Some aspects of the American legal tradition are drawn from other nations and societies, but many are distinctive. It is difficult in a short introductory course of this nature to select from among many important themes, or to delve into those themes in serious depth. Our primary emphasis will be on the American system of government as it affects the development of law, as well as on the procedure and structure of the civil litigation process. It is through the machinery of adjudication that the American legal system can be best understood. We will, therefore, study the jurisdiction and makeup of American courts. We will trace the major stages of a lawsuit in the United States. In the process we will learn about the structure of the American Constitution, about the role of judges and lawyers and about the adversary system – as well as about Alternative Dispute Resolution, the fastest-growing method of case disposition in the United States. Although our emphasis will be on civil procedure, we will be able to compare it with the American criminal and administrative justice systems in the United States. In other words, we will touch upon many of the major strands of American law in a general way. But we will look at civil litigation in some depth.
Much of the work of the contemporary business lawyer involves structuring and executing deals. Although transactions vary in their details, most deals involve similar impediments to transacting. Accordingly, this short course explores three categories of issues that commonly arise in sophisticated business transactions. First, asymmetric information can discourage parties from entering into what would be value-increasing exchanges. For example, the seller of an asset almost always has better information about it than the buyer does. This reality — combined with the fact that the seller is willing to sell — can cause buyers to be skeptical about the asset’s quality, and might even persuade them not to purchase it. A central responsibility of transactional lawyers is to help overcome the challenge presented by asymmetric information. They do so with a range of contractual and organizational responses, such as due diligence, vouching by third parties, etc.
Second, incentive problems can prevent parties from coming together to work cooperatively on valuable projects. For example, potential partners have an incentive to present themselves as hard working and highly valuable while in negotiations, but to shirk their duties once an agreement is signed, especially if their share of profits is fixed and predetermined. Another important responsibility of business lawyers is to help restrain incentive problems, which they also do through a range of techniques, such as guarantees, contingent payments, etc.
Third, legal and regulatory regimes are imperfectly drafted and conceptualized, so that economically similar arrangements are sometimes treated differently. These differences create possibilities for legal planning, so that a change in the way a transaction is structured can yield dramatically better (or worse) treatment for the parties. More generally, sophisticated transactional lawyers must help their clients navigate regulatory hurdles, and the nature of the relevant regulations – and the parties’ responses to them – can determine whether a potentially promising deal succeeds or fails.
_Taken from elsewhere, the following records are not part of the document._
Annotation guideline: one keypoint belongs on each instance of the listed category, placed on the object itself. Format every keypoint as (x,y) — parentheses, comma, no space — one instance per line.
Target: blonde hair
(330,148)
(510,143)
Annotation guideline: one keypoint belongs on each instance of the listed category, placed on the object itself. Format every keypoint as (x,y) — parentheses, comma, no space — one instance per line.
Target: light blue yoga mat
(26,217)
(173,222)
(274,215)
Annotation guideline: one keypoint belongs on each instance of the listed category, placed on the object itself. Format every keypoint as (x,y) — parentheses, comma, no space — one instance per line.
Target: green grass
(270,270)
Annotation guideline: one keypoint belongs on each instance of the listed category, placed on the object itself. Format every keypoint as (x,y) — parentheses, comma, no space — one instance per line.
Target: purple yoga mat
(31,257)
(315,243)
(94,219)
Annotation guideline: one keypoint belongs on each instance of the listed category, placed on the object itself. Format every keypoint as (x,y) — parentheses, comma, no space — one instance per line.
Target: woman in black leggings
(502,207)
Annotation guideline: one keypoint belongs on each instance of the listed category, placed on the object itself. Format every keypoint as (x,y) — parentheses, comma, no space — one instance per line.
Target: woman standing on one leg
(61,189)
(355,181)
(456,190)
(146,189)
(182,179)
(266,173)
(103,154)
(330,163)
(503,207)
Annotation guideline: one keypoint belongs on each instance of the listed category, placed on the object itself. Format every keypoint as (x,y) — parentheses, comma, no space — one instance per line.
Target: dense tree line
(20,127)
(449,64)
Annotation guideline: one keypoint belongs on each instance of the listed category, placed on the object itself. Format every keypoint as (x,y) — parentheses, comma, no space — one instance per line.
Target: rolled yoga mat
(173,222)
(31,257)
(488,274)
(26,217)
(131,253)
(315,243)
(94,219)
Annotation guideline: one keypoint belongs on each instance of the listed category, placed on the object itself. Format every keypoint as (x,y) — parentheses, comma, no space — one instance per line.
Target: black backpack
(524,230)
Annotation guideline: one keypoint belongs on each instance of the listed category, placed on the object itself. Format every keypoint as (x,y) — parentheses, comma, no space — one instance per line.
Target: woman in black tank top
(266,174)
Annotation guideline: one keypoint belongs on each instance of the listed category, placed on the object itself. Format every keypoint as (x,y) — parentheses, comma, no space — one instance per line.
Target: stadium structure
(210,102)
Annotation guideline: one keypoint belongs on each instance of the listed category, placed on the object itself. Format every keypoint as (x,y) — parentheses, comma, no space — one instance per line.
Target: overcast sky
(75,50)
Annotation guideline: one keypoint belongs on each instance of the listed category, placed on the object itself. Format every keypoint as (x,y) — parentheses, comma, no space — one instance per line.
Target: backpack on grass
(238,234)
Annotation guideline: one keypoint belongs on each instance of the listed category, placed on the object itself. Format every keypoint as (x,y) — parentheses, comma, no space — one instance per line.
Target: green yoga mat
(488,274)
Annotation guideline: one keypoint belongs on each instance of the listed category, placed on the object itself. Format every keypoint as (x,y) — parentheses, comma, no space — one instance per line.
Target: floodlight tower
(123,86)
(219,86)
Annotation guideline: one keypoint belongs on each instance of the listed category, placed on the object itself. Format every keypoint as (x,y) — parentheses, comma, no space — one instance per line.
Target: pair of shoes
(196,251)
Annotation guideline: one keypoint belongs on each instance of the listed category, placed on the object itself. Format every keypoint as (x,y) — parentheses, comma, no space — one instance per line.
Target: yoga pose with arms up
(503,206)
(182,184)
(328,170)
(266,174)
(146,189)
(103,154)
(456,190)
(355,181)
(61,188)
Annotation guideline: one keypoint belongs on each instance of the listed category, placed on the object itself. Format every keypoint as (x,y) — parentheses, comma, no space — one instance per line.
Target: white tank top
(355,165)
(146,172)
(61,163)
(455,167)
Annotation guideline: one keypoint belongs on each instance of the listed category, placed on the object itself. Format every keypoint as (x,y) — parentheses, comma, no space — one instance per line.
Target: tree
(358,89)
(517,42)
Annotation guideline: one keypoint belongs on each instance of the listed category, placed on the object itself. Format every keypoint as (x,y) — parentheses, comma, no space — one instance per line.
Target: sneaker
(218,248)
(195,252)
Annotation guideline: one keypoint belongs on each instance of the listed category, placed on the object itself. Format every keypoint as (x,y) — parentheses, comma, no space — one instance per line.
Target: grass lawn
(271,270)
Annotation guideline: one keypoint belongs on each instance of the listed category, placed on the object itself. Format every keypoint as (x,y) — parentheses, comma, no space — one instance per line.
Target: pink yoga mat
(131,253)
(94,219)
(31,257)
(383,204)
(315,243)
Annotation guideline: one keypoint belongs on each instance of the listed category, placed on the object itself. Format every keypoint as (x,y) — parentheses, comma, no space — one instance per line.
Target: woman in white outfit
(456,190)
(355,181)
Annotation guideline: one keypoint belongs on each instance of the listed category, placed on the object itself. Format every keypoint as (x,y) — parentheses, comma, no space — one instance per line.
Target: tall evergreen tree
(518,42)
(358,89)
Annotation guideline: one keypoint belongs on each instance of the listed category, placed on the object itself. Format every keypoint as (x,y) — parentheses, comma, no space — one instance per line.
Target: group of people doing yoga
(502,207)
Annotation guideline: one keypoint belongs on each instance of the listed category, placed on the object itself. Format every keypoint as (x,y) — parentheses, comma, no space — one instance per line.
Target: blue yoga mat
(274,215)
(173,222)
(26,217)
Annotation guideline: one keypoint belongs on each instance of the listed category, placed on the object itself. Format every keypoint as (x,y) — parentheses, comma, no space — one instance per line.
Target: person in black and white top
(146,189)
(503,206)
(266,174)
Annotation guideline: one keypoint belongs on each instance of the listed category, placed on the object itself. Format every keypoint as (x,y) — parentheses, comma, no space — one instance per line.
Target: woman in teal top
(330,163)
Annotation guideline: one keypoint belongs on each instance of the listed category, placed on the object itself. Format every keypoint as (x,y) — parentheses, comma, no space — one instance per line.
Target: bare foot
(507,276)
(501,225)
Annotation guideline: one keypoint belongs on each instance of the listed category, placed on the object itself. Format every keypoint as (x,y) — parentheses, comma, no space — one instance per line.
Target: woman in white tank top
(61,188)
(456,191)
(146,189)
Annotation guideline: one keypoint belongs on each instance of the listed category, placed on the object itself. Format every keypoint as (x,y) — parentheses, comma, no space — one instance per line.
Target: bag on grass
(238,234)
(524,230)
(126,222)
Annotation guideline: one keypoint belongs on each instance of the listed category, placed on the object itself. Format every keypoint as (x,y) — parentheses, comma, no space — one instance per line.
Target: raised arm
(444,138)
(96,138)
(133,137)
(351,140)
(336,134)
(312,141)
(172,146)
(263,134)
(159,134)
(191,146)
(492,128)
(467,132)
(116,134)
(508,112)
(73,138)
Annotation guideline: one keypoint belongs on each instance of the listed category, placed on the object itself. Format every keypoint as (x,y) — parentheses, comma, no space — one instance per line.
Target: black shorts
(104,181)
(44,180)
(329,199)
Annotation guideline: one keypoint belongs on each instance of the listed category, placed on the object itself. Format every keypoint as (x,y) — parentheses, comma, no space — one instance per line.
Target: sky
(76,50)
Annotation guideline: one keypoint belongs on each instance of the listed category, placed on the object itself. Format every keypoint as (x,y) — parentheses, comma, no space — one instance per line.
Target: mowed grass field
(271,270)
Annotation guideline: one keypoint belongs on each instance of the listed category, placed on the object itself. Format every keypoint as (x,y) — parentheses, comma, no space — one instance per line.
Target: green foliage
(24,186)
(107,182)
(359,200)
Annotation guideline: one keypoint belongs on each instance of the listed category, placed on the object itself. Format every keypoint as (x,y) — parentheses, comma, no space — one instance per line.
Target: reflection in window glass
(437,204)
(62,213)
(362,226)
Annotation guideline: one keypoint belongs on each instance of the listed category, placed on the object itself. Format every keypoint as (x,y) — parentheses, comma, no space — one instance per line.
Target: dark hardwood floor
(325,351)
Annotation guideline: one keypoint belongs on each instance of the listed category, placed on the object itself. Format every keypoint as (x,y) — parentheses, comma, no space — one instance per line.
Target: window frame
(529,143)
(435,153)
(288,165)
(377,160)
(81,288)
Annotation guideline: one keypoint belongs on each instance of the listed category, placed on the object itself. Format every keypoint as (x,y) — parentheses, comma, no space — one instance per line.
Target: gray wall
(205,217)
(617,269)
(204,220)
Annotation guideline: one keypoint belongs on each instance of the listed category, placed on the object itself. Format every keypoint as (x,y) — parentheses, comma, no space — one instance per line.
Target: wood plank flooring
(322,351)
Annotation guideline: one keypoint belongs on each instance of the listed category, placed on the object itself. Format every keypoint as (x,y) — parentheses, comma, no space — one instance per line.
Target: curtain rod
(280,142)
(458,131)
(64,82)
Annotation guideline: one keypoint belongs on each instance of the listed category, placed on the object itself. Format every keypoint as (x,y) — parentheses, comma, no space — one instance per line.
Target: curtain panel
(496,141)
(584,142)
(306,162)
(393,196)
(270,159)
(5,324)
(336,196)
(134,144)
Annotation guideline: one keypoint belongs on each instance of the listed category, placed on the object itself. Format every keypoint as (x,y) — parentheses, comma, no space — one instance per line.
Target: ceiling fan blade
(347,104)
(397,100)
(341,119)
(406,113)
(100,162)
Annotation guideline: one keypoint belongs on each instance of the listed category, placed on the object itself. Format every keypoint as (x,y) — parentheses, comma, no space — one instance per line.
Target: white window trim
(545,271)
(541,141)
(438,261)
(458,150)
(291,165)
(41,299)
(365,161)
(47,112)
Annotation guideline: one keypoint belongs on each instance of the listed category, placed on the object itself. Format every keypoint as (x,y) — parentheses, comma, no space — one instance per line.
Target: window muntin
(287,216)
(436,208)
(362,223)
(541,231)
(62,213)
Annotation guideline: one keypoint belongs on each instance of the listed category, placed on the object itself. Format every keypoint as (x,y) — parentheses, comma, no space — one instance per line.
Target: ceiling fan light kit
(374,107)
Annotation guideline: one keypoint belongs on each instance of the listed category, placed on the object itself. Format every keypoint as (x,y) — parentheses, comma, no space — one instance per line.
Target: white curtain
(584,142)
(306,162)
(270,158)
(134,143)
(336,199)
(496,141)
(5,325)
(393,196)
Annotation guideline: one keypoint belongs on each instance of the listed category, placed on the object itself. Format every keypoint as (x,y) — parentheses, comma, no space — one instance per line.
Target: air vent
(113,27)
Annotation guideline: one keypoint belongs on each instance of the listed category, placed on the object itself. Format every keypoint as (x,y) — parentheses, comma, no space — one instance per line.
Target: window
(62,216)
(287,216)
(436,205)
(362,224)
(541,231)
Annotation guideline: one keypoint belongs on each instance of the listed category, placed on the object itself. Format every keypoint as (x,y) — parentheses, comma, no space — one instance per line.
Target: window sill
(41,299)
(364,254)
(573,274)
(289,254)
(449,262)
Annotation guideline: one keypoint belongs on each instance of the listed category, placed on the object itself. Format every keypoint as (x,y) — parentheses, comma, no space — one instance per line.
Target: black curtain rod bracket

This course develops these three themes (asymmetric information, incentive problems and inconsistent regulations) in various settings, including acquisitions, venture capital, derivative securities, and tax planning. For example, we will consider various mechanisms to bridge information problems in acquisitions, and will use venture capital funds and their market practices as examples of contractual and organizational mechanisms that deal with incentive issues. As an example of regulatory planning, we will explore selected examples involving U.S. tax rules. These various examples will expose students to a survey of selected cutting edge issues in a sophisticated transactional practice.
In this course we will consider the law of corporations and corporate governance in the United States—that is, the rules that govern the control of business enterprises under American law. We begin with basic background in U.S. corporate law, including why economic actors use corporations to pursue business affairs, how the separation of ownership and control of the corporation gives rise to agency costs, how shareholder voting to elect the corporation’s directors influences those costs, and the fiduciary duties of directors under Delaware law, the dominant source of state corporate law in the United States.
We will then turn to corporate governance, beginning with perhaps the most controversial issue in that area today: executive pay. Then, we will consider an alternative form of governance, and the one that many believe is the most important source of constraints upon senior corporate managers—mergers and acquisitions. After examining the typical structure and regulation of those transactions under Delaware law, we will then introduce contests for corporate control and Delaware law governing takeover defenses, before turning to the private-law innovation that now dominates contests for control in the United States: the poison pill. Then we will consider the role of directors’ fiduciary duties as the sale of the corporation becomes increasingly likely. Finally, we will conclude our work by turning to the acquisition of control through proxy fights, the escalating takeover arms race in the United States, and several important recent developments that will shape the future law of mergers and acquisitions in the United States.